What was born into things, what was snared among things, required only
knowledge on its long journey through the ancient night to break free from the catastrophic
cycle of birth and death. Thinking, “digging and digging” as it is written in the Rig Veda,
until the spiral of consciousness, aware of its spiraling, sank, sank into itself, in spirit, down
to its origins, aloft in the Vedic wind of liturgy and verse, where spirit met spirit, which
was before being was, in the place where spirit was with spirit in spirit.
So long as man has thought, it was those “sunken in their secret inner spaces,” as
the Rig Veda states, who tried and tried to think, and who did think, “to cleave the darkness,
until it gave off its own light,” in their boat wending heavenward over the beck of hymn
The struggle for knowledge and for its prosody, worship, remained for millennia
an ether for its devotees, a sovereign realm consigning matter to resignation.
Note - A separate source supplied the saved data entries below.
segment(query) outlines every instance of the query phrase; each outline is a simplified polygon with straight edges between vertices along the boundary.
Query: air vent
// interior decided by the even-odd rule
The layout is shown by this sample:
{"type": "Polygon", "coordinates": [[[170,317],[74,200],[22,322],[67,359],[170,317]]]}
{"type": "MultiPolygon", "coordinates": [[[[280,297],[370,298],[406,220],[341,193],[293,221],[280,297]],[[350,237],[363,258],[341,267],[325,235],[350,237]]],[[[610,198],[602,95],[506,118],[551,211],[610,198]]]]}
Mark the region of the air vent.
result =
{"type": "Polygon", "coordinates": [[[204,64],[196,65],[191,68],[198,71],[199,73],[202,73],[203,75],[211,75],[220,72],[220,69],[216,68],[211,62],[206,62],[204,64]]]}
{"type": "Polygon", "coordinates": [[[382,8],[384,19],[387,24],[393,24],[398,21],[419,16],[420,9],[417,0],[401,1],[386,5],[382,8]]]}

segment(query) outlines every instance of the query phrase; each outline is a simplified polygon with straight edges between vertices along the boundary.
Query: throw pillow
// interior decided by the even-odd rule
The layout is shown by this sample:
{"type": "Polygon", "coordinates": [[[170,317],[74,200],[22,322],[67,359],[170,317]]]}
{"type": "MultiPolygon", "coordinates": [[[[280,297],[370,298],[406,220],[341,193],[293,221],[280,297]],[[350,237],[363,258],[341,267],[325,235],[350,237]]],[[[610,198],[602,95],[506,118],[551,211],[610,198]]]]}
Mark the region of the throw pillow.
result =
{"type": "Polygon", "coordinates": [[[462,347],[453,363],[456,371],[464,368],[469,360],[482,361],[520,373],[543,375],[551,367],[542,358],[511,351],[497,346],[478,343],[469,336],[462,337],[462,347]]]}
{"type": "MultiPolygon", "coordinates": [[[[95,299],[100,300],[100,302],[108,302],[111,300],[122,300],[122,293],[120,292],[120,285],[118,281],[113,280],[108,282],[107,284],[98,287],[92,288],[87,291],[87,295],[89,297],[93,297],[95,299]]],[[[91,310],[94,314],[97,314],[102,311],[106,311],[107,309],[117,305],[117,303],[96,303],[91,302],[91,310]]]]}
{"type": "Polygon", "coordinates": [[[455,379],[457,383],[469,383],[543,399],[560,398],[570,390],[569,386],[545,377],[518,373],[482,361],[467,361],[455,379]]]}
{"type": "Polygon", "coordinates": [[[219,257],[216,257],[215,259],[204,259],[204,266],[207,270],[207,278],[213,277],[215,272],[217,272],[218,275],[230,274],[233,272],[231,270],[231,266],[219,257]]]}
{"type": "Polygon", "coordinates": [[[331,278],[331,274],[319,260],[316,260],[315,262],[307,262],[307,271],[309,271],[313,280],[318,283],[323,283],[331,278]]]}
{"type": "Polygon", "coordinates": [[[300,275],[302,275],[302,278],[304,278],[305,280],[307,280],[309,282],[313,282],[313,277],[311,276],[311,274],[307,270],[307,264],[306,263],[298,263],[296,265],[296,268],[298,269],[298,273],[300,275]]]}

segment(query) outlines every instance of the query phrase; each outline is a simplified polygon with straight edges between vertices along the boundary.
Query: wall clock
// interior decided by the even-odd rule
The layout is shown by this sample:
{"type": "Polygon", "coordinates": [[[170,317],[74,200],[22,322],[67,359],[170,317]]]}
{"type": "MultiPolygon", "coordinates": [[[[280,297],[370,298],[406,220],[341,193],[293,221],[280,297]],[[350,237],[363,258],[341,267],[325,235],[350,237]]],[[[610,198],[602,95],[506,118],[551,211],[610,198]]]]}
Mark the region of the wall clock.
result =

Folk belief regards the Vedas as a selection the Rishis or poet-seers chose from a
far larger codex compiling an abundance of historical descriptions. They did so with the
clairvoyance of those able to “glean the book of being in non-being,” to glimpse the
centuries of twilight and the darkness that would succeed them. A bequest from the age of
intuition to the age of logic, of reason, and of blindness.
Judaism and Hellenism: both are bound to the word, in both, the word occupies the
place assumed by spirit in the teachings of the Veda. For the Rishis, the word was a mere
surrogate. It was meter, the euphony of words, their the symmetry of their form and
purpose, that led to inspiration, to rapture, to redemption. For them, the art of expression
was simply a means of glimpsing what knowledge does not know. This is no less true for
the Orphic and Eleusinian mysteries – whose spirit was the font of Platonic and
Pythagorean wisdom – and they may well have been vestiges of the teachings of the Vedas.
Even Democritus of Abdera, when he wished to know, tore out his eyes; down to the mid-
nineteenth century, those who looked past themselves in pursuit of knowledge, in the hopes
of expressing their ideal, were looked upon as poor fools.